Le mesme Serly dont nous avons parlé, donne le plan d’un Amphitheatre de Pole, dont Lipse n’a touché que la description des dehors, sans nous en specifier la grandeur. Il dit seulement que les principaux murs de l’enceinte sont basties de bonnes pierres quarées, mais que tout le dedans est destruit, & qu’il croit que les degrez, & les diverses commoditez internes estoient de bois, que l’on dressoit, ou que l’on demolissoit selon l’occasion.

Il n’en a pas oublié deux tres-considerables qui sont en France. Sur tout il nous a depeint celuy de Doüé en Anjou, où la nature a invité l’art, & a engagé la magnificence des Romains ; car il y a une coline si favorable, qu’il n’y a point eu de bastimens ny de depense à faire pour y eslever ny pour distinguer les divers degrez qui le composent. La description en est trop exacte dans Lipse, pour en entreprendre une nouvelle. Nous dirons seulement deux choses de cet Amphitheatre naturel, qui luy sont singulieres, & par où il doit estre distingué de tous les autres. La premiere est, cette heureuse rencontre de ce tour de colines disposées par la nature à tout ce que l’art & la coustume en pouvoient desirer. La seconde est, une espece de tombeau au milieu du Parterre ou de l’Arene, eslevé en rond, de la hauteur de sept pieds, & de trente de diametre. La superficie en paroissoit de niveau ; il y avoit neantmoins une imperceptible inclination du milieu aux extremitez. Elle estoit percée en six endroits de distance égale, & les trous estoient bouchez de grosses pierres, où il y avoit un anneau pour les lever, ou les remetre plus aisément. Ces trous ouverts, on descendoit par autant d’escaliers d’environ treize marches. Ces escaliers estoient esclairez par des petites fenestres carrées, pratiquées autour du tombeau sur la hauteur.
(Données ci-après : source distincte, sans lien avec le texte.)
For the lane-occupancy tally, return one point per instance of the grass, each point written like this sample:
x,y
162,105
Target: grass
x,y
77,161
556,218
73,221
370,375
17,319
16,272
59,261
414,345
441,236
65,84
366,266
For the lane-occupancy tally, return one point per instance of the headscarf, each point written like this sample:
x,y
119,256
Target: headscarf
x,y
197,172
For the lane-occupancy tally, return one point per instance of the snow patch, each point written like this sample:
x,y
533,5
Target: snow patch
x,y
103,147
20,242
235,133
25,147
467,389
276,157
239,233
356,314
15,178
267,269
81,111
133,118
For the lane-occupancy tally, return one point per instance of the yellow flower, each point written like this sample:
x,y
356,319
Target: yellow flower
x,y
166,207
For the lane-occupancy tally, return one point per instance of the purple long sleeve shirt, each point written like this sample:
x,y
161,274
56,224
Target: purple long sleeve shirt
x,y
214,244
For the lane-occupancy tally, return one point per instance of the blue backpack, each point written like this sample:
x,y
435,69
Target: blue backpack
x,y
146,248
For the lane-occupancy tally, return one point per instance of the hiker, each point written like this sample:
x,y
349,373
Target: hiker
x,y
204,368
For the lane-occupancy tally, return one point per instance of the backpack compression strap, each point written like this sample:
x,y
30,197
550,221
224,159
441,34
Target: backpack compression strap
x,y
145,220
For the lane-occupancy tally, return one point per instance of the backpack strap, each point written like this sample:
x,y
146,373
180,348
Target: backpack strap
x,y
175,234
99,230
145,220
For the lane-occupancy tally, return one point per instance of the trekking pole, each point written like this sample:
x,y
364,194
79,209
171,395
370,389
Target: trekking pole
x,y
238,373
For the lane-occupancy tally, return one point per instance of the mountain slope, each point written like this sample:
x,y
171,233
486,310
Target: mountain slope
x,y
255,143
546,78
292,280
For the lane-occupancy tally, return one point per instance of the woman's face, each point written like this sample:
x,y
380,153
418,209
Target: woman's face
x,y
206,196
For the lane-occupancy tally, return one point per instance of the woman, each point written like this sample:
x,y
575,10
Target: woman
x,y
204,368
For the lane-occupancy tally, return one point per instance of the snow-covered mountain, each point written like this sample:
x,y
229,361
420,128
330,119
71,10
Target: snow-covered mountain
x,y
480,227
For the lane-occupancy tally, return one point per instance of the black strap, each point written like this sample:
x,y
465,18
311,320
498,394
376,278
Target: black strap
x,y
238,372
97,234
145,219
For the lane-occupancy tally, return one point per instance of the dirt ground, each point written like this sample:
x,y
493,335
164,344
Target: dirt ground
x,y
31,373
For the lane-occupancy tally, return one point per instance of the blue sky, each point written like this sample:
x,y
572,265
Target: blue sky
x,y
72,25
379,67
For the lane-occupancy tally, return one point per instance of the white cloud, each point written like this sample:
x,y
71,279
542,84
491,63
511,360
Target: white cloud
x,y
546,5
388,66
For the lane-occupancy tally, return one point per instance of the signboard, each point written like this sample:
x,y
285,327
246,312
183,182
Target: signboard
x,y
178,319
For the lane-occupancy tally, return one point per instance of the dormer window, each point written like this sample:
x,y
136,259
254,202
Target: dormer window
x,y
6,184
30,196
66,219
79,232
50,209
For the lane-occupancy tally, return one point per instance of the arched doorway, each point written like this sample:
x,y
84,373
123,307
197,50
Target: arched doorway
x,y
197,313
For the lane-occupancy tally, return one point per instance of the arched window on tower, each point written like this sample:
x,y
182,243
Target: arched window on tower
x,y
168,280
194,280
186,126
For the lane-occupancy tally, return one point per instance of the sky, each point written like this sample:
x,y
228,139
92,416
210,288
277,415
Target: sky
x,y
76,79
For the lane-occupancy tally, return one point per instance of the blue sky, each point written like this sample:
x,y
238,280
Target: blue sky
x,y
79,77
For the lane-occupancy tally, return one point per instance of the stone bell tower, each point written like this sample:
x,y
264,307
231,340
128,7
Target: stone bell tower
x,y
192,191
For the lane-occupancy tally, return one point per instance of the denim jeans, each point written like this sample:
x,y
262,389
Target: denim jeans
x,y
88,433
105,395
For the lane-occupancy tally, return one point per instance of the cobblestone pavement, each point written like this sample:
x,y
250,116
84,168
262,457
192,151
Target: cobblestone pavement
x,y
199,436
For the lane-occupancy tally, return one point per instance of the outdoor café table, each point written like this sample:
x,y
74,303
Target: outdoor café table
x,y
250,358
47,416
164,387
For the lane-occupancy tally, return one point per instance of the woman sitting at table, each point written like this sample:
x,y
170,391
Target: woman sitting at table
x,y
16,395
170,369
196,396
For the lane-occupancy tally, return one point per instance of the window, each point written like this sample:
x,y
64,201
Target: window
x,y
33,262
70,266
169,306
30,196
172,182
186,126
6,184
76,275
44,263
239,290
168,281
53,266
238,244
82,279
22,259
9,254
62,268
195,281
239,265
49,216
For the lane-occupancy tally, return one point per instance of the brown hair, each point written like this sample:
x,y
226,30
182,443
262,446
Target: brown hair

Ie seray un peu plus exact sur celuy de Nismes, dont il n’a presque remarqué que le nom de ses illustres ruïnes ; & je le fais d’autant plus volontiers, que j’en ay eu, par la faveur & par les mains de Monsieur Cassaigne Conseiller à Nismes une plaine & parfaite description des principales dimensions & des remarques importantes faites par Monsieur Guiran, qui sans doute a esté un des plus habiles & des plus curieux de son temps, & qui a promis au public une Histoire de son pays, dont tout le Royaume luy sera obligé & deviendra son admirateur.

Sa forme est ovale comme tous les autres, & a de diametre 67. cannes ou perches. La canne contient huit grandes palmes, & les palmes reviennent à peu pres à nostre pied commun. Sa circonference est de 195 cannes, & sa surface en comprend 618 en quarré. La hauteur est de dix perches, cinq palmes. Et enfin, l’estenduë de cet Edifice a pû recevoir & placer 17 mille personnes. Il y a apparence que les marches d’alentour ont esté en plus grand nombre. Quelques uns veulent qu’il y en ait eu jusques à trente, d’autre jusqu’à 28, maintenant il n’en reste en tout que dix-sept. Le fonds ou le parterre est aujourd’huy remply de maisons. Le besoin des particuliers & le desordre des affaires publiques prevalant à la conservation de l’antiquité, l’a tellement defiguré, qu’il ne paroist estre qu’une ruë. On ne laisse pas toutefois de desmesler les restes de sa vieille beauté & de sa premiere magnificence, comme les grands murs, les marchez, & les cavernes. On y voit mesme encor des Arcades de deux ordres, les unes sur les autres, chargées de grosses pierres où l’on attachoit les voiles pour donner de l’ombre. Et enfin, quatre differentes portes par où l’on y entroit.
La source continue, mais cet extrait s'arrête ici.